Yogi Berra was a catcher with the New York Yankees for eighteen seasons between the 1940s to the 1960s, and though he holds the record for the most World Series Championships as a player (ten), he is arguably best known nowadays for his quirky quotes. Even if you’re not familiar with Berra, you’ve probably heard (or even repeated) some of his sayings, such as, “It ain’t over till it’s over,” “It’s déjà vu all over again,” and “When you come to a fork in the road, take it.”
“It’s déjà vu all over again.”
The fascinating thing about these “Yogisms,” and a large part of why his name is still brought up today, is the ironic wisdom they contain. At face value, the sayings contradict themselves and make no sense, yet a deeper truth comes from them that isn’t perceived initially. Like the quote at the beginning of this article, there can be a big difference between what seems to be and what actually is.
Start Playing by the “Right” Rules
When you’re in the middle of your work and unable to recognize that you’re on a playing field, you may think you know what’s going on. You know the “rules” and are following them to the T. You’re working hard and expecting to earn the rewards, but then someone else gets the recognition or raise or promotion, and you’re left wondering what the heck went wrong. You may feel robbed or cheated. You may want to blame those who received the reward you were expecting. After all, you are the one playing by the rules, and they aren’t.
The reality is that they are playing Monopoly by the rules of Monopoly, and you’re playing by some other rules that you believe are the proper rules, but they may actually be the rules to Twister. Because you don’t understand the game, you’re twisting yourself into a pretzel trying to win Twister while your colleague is calmly putting hotels on Boardwalk and collecting all the rewards that go with it.
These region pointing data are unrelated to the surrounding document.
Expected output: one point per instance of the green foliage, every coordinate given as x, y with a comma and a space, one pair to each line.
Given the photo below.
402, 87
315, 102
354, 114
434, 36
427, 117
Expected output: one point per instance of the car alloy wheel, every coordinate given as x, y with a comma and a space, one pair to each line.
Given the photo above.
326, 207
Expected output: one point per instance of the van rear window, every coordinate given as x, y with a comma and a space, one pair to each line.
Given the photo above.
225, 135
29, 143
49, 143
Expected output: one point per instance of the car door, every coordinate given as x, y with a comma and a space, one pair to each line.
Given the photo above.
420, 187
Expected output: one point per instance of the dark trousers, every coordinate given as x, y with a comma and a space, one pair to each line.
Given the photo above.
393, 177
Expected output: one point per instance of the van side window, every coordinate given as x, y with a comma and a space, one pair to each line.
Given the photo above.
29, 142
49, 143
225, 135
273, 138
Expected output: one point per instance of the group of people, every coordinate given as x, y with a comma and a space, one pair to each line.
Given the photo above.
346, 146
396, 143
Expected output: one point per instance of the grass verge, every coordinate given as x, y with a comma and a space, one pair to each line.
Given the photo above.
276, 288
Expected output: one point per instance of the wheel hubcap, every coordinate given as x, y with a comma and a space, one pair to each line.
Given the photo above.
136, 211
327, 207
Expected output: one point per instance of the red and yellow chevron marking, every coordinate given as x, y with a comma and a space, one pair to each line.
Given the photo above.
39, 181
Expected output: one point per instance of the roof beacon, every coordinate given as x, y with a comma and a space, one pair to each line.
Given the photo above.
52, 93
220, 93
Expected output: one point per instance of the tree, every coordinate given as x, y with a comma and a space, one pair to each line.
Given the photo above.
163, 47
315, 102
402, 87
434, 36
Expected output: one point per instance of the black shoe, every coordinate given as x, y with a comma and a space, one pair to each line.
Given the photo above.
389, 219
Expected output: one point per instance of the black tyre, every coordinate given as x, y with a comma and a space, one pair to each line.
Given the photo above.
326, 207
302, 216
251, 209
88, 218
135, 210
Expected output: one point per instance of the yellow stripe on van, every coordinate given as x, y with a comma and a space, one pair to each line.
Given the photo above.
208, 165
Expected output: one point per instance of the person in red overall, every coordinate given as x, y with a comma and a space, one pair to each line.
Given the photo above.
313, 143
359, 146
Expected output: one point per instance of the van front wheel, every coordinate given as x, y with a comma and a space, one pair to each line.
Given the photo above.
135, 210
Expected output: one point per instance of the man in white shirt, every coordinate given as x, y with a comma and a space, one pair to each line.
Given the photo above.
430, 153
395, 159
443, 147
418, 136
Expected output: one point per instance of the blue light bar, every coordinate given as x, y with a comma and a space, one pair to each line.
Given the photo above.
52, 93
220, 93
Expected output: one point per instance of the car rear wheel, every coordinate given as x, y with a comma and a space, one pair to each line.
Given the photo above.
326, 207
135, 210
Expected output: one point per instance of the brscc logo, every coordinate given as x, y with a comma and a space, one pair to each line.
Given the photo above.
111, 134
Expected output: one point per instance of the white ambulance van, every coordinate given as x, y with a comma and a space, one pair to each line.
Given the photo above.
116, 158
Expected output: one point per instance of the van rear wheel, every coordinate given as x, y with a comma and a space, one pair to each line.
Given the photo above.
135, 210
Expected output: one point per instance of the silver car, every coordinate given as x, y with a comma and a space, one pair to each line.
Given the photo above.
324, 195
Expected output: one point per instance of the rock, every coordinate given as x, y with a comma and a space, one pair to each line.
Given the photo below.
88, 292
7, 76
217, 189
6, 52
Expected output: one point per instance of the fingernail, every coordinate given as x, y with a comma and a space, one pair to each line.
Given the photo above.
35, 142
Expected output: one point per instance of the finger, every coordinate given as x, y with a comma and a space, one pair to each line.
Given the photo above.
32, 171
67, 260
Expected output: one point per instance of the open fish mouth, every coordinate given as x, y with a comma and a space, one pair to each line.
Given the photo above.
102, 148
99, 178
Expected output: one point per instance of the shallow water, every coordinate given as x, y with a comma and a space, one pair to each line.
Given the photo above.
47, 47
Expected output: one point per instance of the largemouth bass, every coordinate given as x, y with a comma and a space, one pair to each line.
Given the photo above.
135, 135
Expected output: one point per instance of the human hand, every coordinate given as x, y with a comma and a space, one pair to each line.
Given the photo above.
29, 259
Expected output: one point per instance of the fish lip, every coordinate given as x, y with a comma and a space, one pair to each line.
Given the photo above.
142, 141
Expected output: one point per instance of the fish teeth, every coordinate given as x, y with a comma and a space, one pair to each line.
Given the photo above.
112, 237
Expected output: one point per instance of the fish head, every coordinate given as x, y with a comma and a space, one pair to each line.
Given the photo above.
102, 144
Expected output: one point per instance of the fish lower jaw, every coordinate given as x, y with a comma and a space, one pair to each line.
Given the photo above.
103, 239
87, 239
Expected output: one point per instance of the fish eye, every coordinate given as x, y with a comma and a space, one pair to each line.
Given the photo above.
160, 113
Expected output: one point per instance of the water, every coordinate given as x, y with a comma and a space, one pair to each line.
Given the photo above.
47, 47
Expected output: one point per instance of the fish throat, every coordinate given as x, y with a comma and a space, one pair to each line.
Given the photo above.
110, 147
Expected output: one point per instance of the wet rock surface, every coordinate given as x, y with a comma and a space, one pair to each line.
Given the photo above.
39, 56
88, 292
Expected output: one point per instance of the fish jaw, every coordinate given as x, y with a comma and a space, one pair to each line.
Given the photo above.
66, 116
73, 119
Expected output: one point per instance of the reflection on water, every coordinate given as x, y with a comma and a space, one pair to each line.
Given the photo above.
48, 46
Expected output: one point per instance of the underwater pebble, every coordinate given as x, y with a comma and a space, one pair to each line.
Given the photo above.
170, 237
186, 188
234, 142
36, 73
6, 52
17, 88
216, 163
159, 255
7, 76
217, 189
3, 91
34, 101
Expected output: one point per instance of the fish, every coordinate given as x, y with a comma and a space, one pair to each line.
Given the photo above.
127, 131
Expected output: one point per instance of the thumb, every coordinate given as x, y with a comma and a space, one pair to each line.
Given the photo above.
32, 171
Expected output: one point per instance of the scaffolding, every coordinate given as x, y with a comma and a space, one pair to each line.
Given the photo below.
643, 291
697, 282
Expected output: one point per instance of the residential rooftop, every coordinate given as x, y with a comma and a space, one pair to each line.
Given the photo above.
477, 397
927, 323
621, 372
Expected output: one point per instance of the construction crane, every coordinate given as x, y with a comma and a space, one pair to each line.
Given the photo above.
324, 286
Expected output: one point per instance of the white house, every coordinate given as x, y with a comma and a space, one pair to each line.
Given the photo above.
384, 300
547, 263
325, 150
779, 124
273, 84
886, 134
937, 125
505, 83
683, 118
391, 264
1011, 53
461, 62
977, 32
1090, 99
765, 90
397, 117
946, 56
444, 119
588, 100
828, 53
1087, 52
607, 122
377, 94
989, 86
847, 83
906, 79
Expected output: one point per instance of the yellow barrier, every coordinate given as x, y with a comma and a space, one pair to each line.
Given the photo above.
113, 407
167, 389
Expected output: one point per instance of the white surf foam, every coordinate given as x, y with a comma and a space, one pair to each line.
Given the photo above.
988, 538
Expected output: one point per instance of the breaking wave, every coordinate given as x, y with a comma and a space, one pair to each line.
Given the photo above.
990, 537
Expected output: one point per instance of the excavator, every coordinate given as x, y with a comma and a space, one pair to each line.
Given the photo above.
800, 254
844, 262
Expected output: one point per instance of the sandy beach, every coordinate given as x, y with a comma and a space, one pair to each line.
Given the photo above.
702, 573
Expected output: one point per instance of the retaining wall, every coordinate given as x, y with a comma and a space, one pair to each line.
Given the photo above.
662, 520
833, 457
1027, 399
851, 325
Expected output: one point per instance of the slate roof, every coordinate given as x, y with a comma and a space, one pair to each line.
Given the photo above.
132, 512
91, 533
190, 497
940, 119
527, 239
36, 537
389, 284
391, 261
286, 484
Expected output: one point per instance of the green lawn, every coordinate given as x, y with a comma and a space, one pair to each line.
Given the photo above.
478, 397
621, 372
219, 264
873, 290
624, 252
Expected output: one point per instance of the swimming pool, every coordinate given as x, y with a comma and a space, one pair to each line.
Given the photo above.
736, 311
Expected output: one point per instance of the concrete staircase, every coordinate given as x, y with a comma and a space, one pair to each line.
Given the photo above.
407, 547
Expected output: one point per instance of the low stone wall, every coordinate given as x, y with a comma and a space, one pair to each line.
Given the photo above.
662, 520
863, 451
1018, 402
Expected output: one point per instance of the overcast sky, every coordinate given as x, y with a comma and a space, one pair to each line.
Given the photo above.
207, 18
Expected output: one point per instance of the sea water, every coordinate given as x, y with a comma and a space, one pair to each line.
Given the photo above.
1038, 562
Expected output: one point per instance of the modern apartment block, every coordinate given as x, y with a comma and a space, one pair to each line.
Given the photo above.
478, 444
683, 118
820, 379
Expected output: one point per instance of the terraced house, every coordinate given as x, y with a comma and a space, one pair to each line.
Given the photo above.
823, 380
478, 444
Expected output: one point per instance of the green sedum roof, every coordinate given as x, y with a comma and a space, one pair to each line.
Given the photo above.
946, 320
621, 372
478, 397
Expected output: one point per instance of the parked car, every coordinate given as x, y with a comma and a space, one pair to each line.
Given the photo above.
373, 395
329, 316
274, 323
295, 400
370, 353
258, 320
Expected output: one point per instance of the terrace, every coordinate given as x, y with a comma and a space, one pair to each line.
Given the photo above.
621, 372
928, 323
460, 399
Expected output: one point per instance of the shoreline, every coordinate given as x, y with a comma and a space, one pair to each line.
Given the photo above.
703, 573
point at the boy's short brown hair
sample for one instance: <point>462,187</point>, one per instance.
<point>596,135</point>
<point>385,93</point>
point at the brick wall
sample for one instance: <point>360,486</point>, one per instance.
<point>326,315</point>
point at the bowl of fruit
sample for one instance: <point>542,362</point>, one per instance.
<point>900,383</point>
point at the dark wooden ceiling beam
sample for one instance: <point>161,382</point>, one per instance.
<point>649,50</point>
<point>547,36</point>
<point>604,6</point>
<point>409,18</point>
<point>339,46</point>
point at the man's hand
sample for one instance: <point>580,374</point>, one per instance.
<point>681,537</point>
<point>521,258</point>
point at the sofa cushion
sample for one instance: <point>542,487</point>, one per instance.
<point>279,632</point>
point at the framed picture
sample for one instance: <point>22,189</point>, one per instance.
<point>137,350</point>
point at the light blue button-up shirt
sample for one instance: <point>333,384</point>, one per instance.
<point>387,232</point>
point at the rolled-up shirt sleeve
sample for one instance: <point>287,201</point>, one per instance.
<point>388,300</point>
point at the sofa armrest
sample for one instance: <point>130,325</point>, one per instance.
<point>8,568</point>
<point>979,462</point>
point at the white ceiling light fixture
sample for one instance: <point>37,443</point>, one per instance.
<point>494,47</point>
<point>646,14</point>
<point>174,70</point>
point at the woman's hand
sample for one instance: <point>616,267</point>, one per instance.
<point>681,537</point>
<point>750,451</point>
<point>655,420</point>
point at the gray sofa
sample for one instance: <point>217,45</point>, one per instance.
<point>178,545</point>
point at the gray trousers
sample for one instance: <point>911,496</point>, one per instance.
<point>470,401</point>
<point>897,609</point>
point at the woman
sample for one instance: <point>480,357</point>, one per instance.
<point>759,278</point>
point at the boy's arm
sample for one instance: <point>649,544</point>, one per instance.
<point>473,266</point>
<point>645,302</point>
That’s where the wisdom of Berra’s saying comes in . . . Nothing is like it seems. Yet it is what it is. You can continue to operate based on what you think the rules are or what you think they should be, or you can take a step back, see the dynamic of what’s really going on at your work, and base your actions on what is.
On the Topic of Corporate “Playahs”
Another reason why some people have a hard time viewing work as a game is thanks to the “playahs” who exist in many workplaces. People who don’t seem to work as hard yet reap the rewards. Some people rise within organizations by manipulating those around them.
But others rise quickly for another reason that the rest of us should sit up and take note of: They simply understand the rules of the game of work. They show up equipped. They show up pre-trained. They show up ready to play, rather than struggling to understand. Sometimes they may work shorter hours, but there’s nothing wrong with that. They work for impact.
After all, isn’t a baseball game won in the regulation nine innings as much of a win as a game that is won in extra innings? That’s why some of the highest-paid players in baseball are the so-called “closers” – the pitchers who are called into the game at critical times such as when the bases are loaded. They may only throw a pitch or two, but if they prevent the opposing team from scoring, that small effort may have more impact on the game’s outcome than any other player on the team.
Here’s your take-away: Step back from your work situation so you can see the bigger picture. Look for the leverage point where you apply your effort where it can have the biggest impact with the least effort rather than just going through the same old routine to get the same old outcome.
With these small changes to the "rules" you operate by, you will find that you will put more wins in your column in the "game" of work!